A fronte dell’elevatissimo numero di dimissionari – oltre 2,2 milioni di persone solo nel 2022 hanno lasciato il lavoro in Italia – c’è infatti un numero ancora più elevato di persone che non ha la possibilità di mollare il proprio posto e che finisce per sentirsi intrappolato, alimentando ansia e frustrazione. Ma attenzione, perché come ricorda la Chief Happiness Officier, possiamo sempre fare del “job crafting”, ovvero possiamo messere in atto dei cambiamenti intenzionali.
«Possiamo fare task crafting, ovvero cambiare il tipo di attività a cui ci dedichiamo, o relationally crafting, dunque cambiare il livello di interazione con le persone intorno a noi, o operare il cognitive crafting, cambiando il modo in cui interpretiamo le mansioni concentrandoci sullo scopo finale» fa notare Bargiacchi, citando la lezione di Amy Wrzesniewski, psicologa organizzativa della Yale University.
Allenare il muscolo della felicità
Perciò, attenzione: la felicità è come un muscolo, si può allenare. Soprattutto se parliamo di felicità “eudaimonica”, ovvero di felicità non intesa come emozione fugace, ma come “stile di vita”. Essa ha a che fare con il modo in cui utilizziamo le nostre risorse interiori per interpretare il mondo e reagire agli eventi che ci accadono.

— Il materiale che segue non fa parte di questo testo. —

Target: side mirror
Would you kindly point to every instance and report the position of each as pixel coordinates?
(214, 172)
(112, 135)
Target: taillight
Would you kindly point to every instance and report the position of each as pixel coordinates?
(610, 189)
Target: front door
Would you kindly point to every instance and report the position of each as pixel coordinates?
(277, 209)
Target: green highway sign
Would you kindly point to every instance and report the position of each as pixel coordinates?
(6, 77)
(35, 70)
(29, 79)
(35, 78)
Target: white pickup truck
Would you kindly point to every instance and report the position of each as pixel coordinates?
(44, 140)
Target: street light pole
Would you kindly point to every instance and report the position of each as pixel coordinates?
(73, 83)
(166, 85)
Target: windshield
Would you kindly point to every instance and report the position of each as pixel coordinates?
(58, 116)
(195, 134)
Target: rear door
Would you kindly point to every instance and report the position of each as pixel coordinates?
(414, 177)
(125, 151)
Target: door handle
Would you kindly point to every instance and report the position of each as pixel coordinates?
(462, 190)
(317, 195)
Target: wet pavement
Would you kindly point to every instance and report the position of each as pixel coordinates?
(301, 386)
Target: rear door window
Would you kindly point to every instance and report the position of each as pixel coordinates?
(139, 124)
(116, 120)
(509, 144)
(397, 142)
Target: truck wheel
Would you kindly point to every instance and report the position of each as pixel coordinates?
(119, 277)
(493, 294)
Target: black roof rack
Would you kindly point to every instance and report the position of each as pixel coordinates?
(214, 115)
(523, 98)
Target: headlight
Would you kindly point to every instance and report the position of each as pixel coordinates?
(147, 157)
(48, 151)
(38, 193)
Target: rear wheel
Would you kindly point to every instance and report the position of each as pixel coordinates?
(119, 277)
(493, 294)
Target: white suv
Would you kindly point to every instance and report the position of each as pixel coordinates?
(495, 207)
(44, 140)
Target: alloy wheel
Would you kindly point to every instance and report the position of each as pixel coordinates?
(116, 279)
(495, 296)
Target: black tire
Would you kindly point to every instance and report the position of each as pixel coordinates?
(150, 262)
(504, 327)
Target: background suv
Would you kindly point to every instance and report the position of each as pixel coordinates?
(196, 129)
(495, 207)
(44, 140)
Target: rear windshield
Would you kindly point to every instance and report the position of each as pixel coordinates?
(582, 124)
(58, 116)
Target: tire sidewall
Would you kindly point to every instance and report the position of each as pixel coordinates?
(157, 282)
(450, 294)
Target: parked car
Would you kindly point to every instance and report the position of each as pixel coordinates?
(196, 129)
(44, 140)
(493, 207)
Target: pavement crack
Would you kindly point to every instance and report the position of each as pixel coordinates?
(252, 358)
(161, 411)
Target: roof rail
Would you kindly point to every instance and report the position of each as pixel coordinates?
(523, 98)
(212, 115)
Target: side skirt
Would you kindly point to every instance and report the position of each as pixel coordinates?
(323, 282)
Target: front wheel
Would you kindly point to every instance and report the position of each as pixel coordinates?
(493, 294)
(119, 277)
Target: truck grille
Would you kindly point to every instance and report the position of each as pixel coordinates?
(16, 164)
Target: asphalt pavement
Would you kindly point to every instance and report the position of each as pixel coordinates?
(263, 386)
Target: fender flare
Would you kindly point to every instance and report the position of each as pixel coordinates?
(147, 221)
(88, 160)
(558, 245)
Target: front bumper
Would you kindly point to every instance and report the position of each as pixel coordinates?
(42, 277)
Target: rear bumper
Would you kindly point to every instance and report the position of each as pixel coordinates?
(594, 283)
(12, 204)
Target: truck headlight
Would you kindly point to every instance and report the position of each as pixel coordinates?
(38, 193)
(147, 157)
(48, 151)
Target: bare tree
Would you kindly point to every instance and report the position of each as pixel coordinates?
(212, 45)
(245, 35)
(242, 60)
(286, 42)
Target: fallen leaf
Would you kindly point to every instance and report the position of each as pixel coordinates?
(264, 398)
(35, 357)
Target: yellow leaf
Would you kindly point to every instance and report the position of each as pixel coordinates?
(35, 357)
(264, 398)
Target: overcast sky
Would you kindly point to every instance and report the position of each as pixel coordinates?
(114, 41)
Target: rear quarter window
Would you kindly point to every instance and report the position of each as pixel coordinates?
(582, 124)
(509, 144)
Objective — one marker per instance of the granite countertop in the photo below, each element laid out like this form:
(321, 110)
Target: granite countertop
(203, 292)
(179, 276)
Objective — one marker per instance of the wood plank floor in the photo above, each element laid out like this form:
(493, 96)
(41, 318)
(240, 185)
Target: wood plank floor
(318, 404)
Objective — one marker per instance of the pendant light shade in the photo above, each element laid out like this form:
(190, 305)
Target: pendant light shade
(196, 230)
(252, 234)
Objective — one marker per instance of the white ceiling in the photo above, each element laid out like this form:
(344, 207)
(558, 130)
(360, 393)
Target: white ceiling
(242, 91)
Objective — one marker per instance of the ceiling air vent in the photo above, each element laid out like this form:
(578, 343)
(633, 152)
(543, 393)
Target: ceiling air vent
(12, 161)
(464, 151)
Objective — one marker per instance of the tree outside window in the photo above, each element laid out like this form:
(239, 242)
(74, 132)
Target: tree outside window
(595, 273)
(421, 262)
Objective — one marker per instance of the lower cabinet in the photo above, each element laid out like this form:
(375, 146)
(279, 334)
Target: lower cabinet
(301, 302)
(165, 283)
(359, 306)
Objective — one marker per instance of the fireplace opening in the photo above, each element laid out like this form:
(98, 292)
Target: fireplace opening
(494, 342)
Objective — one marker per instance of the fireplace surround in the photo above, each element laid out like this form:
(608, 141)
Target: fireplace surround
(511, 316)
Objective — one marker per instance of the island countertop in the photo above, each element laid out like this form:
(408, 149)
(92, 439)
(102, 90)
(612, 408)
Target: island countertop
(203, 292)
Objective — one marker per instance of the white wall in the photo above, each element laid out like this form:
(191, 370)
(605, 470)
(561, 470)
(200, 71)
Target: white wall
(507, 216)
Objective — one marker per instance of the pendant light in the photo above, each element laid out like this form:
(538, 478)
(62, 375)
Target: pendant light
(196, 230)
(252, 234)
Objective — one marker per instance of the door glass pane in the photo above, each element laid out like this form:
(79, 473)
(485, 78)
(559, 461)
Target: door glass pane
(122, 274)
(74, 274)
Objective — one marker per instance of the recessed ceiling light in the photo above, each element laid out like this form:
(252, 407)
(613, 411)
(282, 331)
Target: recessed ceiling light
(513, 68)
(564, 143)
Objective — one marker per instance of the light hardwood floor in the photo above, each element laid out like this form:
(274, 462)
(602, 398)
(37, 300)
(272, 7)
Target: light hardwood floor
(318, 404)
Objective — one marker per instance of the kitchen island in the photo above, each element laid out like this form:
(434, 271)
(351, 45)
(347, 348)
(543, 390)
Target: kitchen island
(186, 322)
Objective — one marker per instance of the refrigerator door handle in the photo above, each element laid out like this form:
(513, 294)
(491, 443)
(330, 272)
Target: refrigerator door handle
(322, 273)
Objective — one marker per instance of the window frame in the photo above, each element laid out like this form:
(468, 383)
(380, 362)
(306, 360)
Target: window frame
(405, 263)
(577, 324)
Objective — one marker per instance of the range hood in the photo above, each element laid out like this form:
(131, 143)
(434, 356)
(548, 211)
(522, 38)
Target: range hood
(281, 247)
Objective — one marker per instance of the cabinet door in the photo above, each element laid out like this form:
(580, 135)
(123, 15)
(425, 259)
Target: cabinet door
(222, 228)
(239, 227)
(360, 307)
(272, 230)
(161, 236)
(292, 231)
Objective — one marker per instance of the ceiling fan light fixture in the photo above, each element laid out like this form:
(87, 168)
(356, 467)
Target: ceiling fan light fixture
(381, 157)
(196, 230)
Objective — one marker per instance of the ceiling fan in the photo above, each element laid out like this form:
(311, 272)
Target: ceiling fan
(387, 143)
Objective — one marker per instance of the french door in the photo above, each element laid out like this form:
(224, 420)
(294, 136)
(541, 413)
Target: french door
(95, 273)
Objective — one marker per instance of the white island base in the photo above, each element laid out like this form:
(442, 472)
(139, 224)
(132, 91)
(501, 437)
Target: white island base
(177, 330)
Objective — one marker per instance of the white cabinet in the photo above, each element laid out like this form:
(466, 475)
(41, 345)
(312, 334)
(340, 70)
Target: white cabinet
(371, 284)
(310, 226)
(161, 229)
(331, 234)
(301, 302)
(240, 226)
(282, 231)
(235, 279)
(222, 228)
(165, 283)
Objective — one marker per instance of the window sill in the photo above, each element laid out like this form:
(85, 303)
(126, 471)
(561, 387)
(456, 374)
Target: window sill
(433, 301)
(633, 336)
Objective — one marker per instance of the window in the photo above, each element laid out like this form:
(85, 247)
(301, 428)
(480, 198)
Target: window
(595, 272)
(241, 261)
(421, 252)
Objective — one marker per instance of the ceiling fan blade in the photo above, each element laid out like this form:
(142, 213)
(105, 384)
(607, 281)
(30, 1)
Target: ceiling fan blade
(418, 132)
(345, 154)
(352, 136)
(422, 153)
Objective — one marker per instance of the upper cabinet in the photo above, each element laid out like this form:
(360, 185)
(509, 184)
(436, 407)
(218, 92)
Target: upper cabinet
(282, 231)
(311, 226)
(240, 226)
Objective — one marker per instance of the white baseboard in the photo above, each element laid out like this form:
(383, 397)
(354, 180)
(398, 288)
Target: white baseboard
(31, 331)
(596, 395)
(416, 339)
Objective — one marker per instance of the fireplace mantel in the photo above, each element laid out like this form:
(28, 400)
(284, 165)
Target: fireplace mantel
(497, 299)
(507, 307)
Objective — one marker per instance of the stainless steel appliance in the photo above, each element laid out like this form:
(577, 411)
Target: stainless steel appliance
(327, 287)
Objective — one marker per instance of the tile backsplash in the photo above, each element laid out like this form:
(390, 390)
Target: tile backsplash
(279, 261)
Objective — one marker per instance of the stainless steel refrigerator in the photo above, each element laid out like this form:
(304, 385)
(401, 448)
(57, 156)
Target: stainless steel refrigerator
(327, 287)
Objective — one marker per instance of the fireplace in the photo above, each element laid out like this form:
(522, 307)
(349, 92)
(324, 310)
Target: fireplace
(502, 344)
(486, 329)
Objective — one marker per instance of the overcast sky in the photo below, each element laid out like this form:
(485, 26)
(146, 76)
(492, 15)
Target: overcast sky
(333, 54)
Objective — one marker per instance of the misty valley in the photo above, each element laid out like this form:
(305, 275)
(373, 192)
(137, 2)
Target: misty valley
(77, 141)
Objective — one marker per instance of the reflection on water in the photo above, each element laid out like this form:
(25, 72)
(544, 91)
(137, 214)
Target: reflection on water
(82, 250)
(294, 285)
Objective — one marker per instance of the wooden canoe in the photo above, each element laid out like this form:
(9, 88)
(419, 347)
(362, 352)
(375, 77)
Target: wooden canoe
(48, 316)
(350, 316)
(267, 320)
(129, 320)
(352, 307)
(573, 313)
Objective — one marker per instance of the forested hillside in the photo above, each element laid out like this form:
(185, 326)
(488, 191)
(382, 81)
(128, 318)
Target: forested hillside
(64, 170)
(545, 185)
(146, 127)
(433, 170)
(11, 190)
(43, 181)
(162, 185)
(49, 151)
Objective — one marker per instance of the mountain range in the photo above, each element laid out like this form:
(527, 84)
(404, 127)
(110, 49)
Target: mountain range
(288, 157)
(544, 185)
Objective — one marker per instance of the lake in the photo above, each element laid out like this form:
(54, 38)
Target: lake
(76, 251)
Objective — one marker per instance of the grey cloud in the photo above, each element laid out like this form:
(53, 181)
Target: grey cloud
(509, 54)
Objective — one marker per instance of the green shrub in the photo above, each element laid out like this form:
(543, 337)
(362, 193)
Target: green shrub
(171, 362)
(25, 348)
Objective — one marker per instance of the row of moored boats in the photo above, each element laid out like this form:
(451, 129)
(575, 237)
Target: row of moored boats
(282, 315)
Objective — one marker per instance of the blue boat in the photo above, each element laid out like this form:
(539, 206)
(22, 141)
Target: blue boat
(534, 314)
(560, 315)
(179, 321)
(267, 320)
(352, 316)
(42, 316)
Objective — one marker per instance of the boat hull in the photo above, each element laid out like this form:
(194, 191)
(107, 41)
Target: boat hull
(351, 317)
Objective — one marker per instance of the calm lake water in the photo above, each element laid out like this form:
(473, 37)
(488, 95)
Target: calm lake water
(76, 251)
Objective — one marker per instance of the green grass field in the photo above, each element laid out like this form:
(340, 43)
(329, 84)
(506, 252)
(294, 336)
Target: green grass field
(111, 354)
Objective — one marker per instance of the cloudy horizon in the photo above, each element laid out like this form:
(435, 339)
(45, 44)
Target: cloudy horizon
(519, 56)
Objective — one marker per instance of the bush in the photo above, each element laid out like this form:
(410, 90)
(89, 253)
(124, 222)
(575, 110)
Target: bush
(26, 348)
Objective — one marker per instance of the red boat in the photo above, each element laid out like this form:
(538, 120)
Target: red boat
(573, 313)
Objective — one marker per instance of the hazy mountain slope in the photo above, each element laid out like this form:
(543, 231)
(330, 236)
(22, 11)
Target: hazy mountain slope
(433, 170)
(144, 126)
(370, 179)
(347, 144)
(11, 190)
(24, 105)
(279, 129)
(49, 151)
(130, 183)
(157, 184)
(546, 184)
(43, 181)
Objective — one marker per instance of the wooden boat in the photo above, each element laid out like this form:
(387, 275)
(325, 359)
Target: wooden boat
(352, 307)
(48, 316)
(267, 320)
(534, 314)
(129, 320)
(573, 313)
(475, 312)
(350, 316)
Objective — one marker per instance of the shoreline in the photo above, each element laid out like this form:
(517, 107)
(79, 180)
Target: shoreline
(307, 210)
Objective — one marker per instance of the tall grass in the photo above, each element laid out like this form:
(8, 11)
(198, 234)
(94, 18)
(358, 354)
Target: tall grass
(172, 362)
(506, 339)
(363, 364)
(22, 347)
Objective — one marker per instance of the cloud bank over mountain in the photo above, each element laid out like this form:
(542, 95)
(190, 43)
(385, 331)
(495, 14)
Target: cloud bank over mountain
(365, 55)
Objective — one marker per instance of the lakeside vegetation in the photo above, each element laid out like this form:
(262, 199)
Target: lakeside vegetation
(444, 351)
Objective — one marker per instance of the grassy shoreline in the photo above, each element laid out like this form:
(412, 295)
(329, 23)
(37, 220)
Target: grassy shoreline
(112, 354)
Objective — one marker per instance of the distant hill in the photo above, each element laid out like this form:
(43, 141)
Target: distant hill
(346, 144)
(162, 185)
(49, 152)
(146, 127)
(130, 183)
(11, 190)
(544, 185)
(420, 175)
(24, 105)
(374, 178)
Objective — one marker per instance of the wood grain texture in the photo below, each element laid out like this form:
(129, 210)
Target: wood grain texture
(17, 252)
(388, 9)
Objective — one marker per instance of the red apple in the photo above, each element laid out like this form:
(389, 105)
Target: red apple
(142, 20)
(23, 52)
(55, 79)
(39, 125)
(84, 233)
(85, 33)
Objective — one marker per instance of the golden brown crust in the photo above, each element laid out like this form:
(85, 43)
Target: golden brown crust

«Siamo portati a pensare che l’ottimismo sia una dote innata, ma molto dipende dai nostri comportamenti. Tendiamo, ad esempio, a vedere sempre il negativo in ciò che accade, ma dobbiamo e possiamo ribaltare la situazione. Anche se non sempre abbiamo la possibilità di controllare ciò che ci accade – avverte Bargiacchi – abbiamo sempre la possibilità di scegliere come reagire».
Il Chief Happiness Officer – figura che molte aziende stanno introducendo – conosce strumenti, pratiche e processi che se inseriti in un piano strategico coerente, possono aiutare le organizzazioni a realizzare vantaggi durevoli e sostenibili sia per il benessere delle persone che per i risultati di business. I piani su cui agire sono diversi. Le aziende potrebbero dover trasformare i loro modelli culturali e far evolvere la mission verso una dimensione ecosistemica. Potrebbero adottare una leadership positiva, da accompagnare con alcune pratiche sistemiche in ottica di benessere. E potrebbero fare della felicità una strategia organizzativa basata sulle competenze con processi e KPI ben definiti.
Le singole persone, a loro volta, potrebbero inserire nella loro quotidianità delle attività che generino reazioni chimiche positive. Pensiamo allo sport, al journaling (ovvero tenere un diario in cui liberare la mente lasciando scorrere i pensieri), all’esercizio della gratitudine, alla gentilezza o alla meditazione. Sono attività semplici e adatte a ogni tipo di routine che sovvertono e depotenziano la cultura del “prima il dovere” con cui siamo cresciuti e che ha spostato la felicità dopo il raggiungimento dell’obiettivo.
«Inoltre, consiglio sempre di dedicarsi ad attività che abbiano un impatto positivo sugli altri: fare del bene agli altri genera più felicità che fare del bene solo a se stessi. Trasportato questo concetto sul lavoro significa che in un ambiente competitivo, focalizziamo le energie sulla sfida personale, mentre in un ambiente cooperativo dirottiamo le energie verso il “noi” e questo ci rende più felici» – commenta la CHO, aggiungendo un’ulteriore provocazione: siamo così convinti che status e soldi facciano la felicità?
«Attenzione – risponde Bargiacchi – perché l’unica valuta fondamentale è la felicità. E non sono né i geni né l’ambiente a predire a quale livello di felicità avremo diritto. Piuttosto, saranno le scelte consce che faremo e le abitudini che sceglieremo di adottare a dirci se saremo felici, anche sul lavoro».